To view a satellite image of Florida’s Ten Thousand Islands—the chain of mangrove islets and brackish estuaries that protect the state’s southwestern coast—is to experience cartographic panic. Even miles up on Google Maps, the winding streams and jagged fractals of land look carnivorous, like a digestive system built by water and time to consume those fool enough to venture inside.
But that’s where 13-year-old Ava Bigtree gets lost in Karen Russell’s inventive if imperfect debut novel Swamplandia! Ava’s the youngest in the Bigtree clan, who run the gator-themed amusement park that gives the book its name. There’s sister Ossie, prone to possession by spirits; brother Kiwi, bookish, desperate to escape; and their blustery father, who can tie shut the maw of a 400-pound monster in seconds. The collapse of Swamplandia!, after Ava’s mother’s death, sends the children to the winds. Kiwi, determined to save the family’s finances, takes a job at a mainland amusement park, the World of Darkness. Ossie flits deep into the Everglades, to elope with a ghost that’s stolen her heart. Ava follows Ossie, aided by the Bird Man, a wandering eccentric who might be wise to swamp spirits—or might be the kind of dangerous loner who’d agree to accompany a young girl into the wild.
Swamplandia! suffers from a tonal disconnect, toggling between Ava’s tale—a spooky journey into a desolate landscape, like Winter’s Bone in steamy Florida—and Kiwi’s, a picaresque satire of modern excess. His coming of age suffers in comparison with the peril Ava faces in the Bird Man, the gators, and the scorching sun. That’s not to say there isn’t pleasure in watching cloistered Kiwi learn to live on the mainland. The horrors of the World of Darkness—a family-friendly descent into hell, complete with an underground wave pool called the Lake of Fire—are mirrored in the minimum-wage Inferno endured by its employees. Once soft and tentative, Kiwi muses late in the novel, “now he could tell any man in the World to go fuck himself with a baseball bat. Progress was being made, he guessed.”

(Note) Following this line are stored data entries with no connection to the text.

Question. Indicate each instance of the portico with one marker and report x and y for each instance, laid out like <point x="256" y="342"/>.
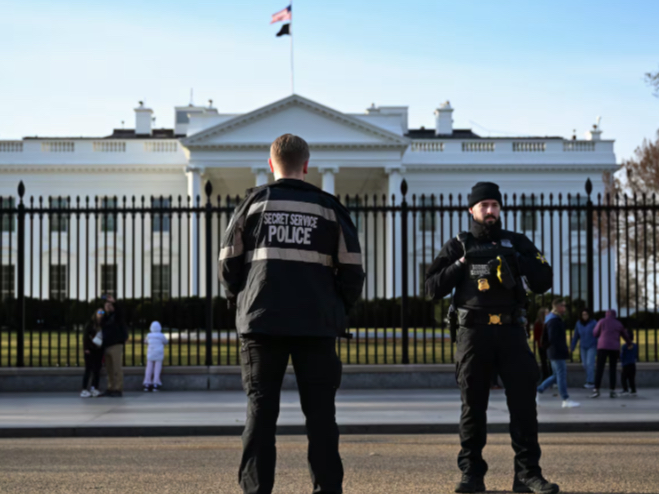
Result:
<point x="348" y="154"/>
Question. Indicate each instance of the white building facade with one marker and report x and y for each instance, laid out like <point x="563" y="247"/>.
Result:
<point x="365" y="154"/>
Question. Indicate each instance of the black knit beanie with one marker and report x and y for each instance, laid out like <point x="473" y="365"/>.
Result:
<point x="484" y="191"/>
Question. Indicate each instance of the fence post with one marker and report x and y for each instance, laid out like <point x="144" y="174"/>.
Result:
<point x="404" y="271"/>
<point x="208" y="189"/>
<point x="590" y="251"/>
<point x="20" y="296"/>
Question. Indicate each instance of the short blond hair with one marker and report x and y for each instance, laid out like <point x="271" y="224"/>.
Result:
<point x="290" y="152"/>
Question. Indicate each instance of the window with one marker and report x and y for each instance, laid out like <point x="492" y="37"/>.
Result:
<point x="160" y="219"/>
<point x="357" y="216"/>
<point x="579" y="280"/>
<point x="578" y="217"/>
<point x="528" y="219"/>
<point x="109" y="279"/>
<point x="58" y="282"/>
<point x="422" y="277"/>
<point x="108" y="220"/>
<point x="425" y="217"/>
<point x="59" y="220"/>
<point x="160" y="281"/>
<point x="8" y="218"/>
<point x="6" y="281"/>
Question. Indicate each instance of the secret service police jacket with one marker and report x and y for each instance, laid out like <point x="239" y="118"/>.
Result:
<point x="291" y="262"/>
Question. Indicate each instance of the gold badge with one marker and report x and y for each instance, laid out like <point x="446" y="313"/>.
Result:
<point x="495" y="319"/>
<point x="541" y="258"/>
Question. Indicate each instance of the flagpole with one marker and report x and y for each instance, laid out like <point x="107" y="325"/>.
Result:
<point x="291" y="35"/>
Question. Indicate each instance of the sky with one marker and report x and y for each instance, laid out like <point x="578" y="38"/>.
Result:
<point x="78" y="68"/>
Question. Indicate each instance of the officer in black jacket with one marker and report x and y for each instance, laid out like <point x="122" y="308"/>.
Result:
<point x="291" y="262"/>
<point x="490" y="270"/>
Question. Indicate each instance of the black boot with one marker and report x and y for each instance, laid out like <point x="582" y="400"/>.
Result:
<point x="470" y="483"/>
<point x="537" y="484"/>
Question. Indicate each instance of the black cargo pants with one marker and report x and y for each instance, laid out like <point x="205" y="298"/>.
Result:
<point x="482" y="350"/>
<point x="318" y="373"/>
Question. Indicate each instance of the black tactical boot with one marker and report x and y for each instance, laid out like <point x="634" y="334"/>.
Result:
<point x="470" y="483"/>
<point x="536" y="484"/>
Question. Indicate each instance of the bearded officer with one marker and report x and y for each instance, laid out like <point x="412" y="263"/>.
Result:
<point x="490" y="270"/>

The book’s acknowledgments proclaim its forebears, including Katherine Dunn, whose 1989 novel Geek Love remains the sine qua non of carny lit. Dunn’s pitiless vision of children as grotesques is miles away from the Bigtrees, innocents all. And there’s never a chance that Swamplandia! might go off the rails, as Dunn’s fearless masterpiece so gleefully did. For soon the magic of Ava’s hunt for her sister falls away and a weird, dissonant story turns into a familiar, if harrowing, tale of abuse and escape. Too bad, because Ava’s search for her sister is haunting, and Swamplandia! is at its best when it explores the corrosive fear and grief that come with loss. Ava describes the “black fruit of love … a terror that sprouted out of your love for someone like rotting oranges on a tree branch.” Those branches wind their way through the book, like the lonely, braided waters of the Everglades, a labyrinth of sadness in which a young girl loses her way.